Review of 118 studies: CTGAN and other generators help with rare-disease data scarcity
An MDPI-published scoping review (Nov. 10, 2025) synthesizing 118 studies finds synthetic data is increasingly used to address a core bottleneck in rare-disease research: small, fragmented datasets that limit analysis and model training. Across the surveyed literature, the review highlights both classical augmentation approaches and deep generative methods—explicitly including Conditional GANs such as CTGAN—as practical tools to expand datasets and support more robust modeling.
The review also flags a key risk: synthetic records that look “right” statistically can still be biologically implausible. It emphasizes biological plausibility validation as a required step so generated data remains clinically meaningful, rather than becoming a high-volume source of subtle artifacts that distort downstream findings.

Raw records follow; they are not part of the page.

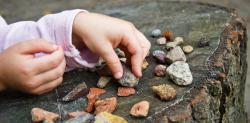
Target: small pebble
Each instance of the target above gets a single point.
(156, 33)
(39, 115)
(161, 41)
(145, 64)
(140, 109)
(125, 91)
(175, 54)
(103, 81)
(168, 35)
(180, 73)
(160, 70)
(165, 92)
(105, 117)
(188, 49)
(160, 56)
(105, 105)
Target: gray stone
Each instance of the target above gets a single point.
(180, 73)
(175, 54)
(156, 33)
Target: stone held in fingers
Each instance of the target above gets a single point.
(187, 49)
(140, 109)
(39, 115)
(79, 91)
(125, 91)
(161, 41)
(105, 105)
(160, 70)
(103, 81)
(156, 33)
(105, 117)
(128, 79)
(180, 73)
(160, 56)
(175, 54)
(165, 92)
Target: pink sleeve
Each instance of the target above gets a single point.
(55, 28)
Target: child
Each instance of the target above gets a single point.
(34, 55)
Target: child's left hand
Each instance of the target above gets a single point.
(101, 34)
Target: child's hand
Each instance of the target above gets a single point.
(102, 34)
(21, 70)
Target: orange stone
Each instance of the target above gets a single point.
(39, 115)
(105, 105)
(125, 91)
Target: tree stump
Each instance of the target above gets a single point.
(219, 70)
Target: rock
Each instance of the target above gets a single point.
(168, 35)
(161, 41)
(140, 109)
(39, 115)
(165, 92)
(119, 52)
(125, 91)
(76, 114)
(171, 45)
(156, 33)
(128, 79)
(103, 81)
(92, 97)
(105, 117)
(105, 105)
(179, 40)
(86, 118)
(160, 70)
(188, 49)
(79, 91)
(175, 54)
(144, 64)
(180, 73)
(160, 56)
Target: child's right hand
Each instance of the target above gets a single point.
(21, 70)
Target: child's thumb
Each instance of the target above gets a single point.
(37, 46)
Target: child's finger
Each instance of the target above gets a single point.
(50, 75)
(48, 62)
(47, 87)
(36, 46)
(131, 43)
(108, 54)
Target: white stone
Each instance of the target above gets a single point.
(180, 73)
(161, 41)
(156, 33)
(188, 49)
(175, 54)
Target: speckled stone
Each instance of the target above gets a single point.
(187, 49)
(175, 54)
(103, 81)
(161, 41)
(159, 56)
(105, 117)
(156, 33)
(165, 92)
(160, 70)
(180, 73)
(140, 109)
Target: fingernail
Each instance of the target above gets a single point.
(55, 47)
(118, 75)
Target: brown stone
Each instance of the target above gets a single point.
(39, 115)
(140, 109)
(160, 70)
(125, 91)
(165, 92)
(105, 105)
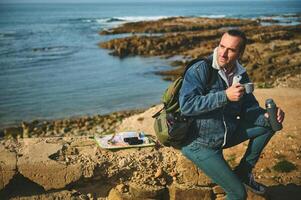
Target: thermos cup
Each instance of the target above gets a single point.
(272, 111)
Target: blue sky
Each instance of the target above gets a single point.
(116, 1)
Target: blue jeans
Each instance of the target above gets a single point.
(214, 165)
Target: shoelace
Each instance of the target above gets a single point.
(252, 182)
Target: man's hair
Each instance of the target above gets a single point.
(242, 35)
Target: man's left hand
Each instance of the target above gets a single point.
(280, 115)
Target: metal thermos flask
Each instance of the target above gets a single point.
(272, 111)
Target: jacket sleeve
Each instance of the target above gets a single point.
(251, 111)
(194, 99)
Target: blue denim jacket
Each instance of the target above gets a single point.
(214, 115)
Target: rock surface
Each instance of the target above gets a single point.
(77, 168)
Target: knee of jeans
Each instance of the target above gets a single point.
(241, 194)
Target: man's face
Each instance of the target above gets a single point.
(228, 51)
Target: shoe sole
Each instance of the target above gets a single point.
(254, 191)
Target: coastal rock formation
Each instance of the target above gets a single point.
(75, 167)
(273, 51)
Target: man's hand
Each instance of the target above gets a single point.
(280, 115)
(235, 92)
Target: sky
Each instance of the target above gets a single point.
(115, 1)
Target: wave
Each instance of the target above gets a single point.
(213, 16)
(282, 19)
(108, 20)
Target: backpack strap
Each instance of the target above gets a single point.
(208, 61)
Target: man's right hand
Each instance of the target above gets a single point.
(235, 92)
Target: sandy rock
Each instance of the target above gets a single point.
(13, 132)
(115, 194)
(218, 190)
(190, 173)
(36, 165)
(143, 191)
(181, 191)
(8, 166)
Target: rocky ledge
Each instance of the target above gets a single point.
(271, 57)
(74, 167)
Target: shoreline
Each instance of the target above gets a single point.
(266, 50)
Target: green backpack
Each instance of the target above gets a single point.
(171, 127)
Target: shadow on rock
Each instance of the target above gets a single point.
(284, 192)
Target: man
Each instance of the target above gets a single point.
(224, 117)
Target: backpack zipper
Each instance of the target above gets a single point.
(225, 134)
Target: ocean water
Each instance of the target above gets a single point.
(51, 66)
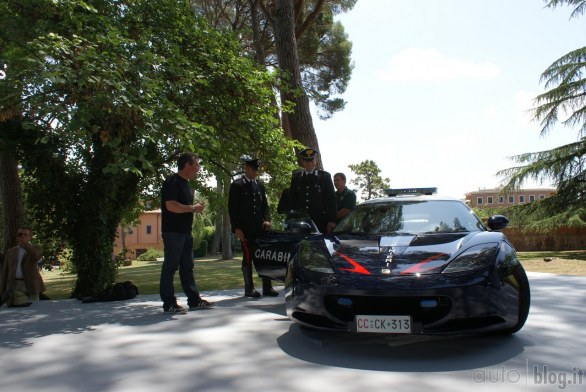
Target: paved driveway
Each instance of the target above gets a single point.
(250, 345)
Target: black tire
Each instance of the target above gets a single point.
(524, 301)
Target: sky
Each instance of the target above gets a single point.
(441, 90)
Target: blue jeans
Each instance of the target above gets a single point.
(178, 252)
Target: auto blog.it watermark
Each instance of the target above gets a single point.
(533, 374)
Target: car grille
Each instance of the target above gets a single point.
(346, 308)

- For ML teams: synthetic data can help stabilize training and evaluation in low-N settings, but only if you validate that generated features preserve clinically plausible relationships—not just marginal distributions.
- For privacy and governance: “more data” is not automatically safer or better; generation should be paired with documented utility and plausibility checks to reduce the chance of harmful, misleading outputs entering research pipelines.
- For product and research leads: the review reinforces a pragmatic path to progress in rare disease: combine augmentation and generative modeling to widen cohorts, while treating plausibility testing as a gating control before analysis or model release.